Word2Vec

The 2013 breakthrough that showed words can be represented as meaningful vectors.

The Big Idea

Word2Vec learns word embeddings by predicting context. Words that appear in similar contexts get similar vectors.

Famous example: king - man + woman = queen
Vector arithmetic captures semantic relationships!

Two Architectures

CBOW (Continuous Bag of Words)

Predict the target word from surrounding context words.

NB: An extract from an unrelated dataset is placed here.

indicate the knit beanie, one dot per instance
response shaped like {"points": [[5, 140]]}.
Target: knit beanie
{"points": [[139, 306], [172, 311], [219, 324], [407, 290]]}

Context: "The cat ___ on the mat"
Predict: "sat"

Skip-gram

Predict context words from the target word.

Input: "sat"
Predict: "The", "cat", "on", "the", "mat"

Training

  • Train on large text corpora (billions of words)
  • Window size determines context (typically 5-10 words)
  • Typical dimensions: 100-300
  • Negative sampling speeds up training

Properties

  • Similar words cluster together
  • Analogies work via vector arithmetic
  • Captures syntactic AND semantic relationships

Limitations

  • One vector per word (no context sensitivity)
  • "bank" has same vector whether financial or river
  • Out-of-vocabulary words not handled
  • Superseded by contextual embeddings (BERT, etc.)

Legacy

Word2Vec proved that neural networks can learn meaningful representations, paving the way for modern embeddings like BERT and sentence transformers.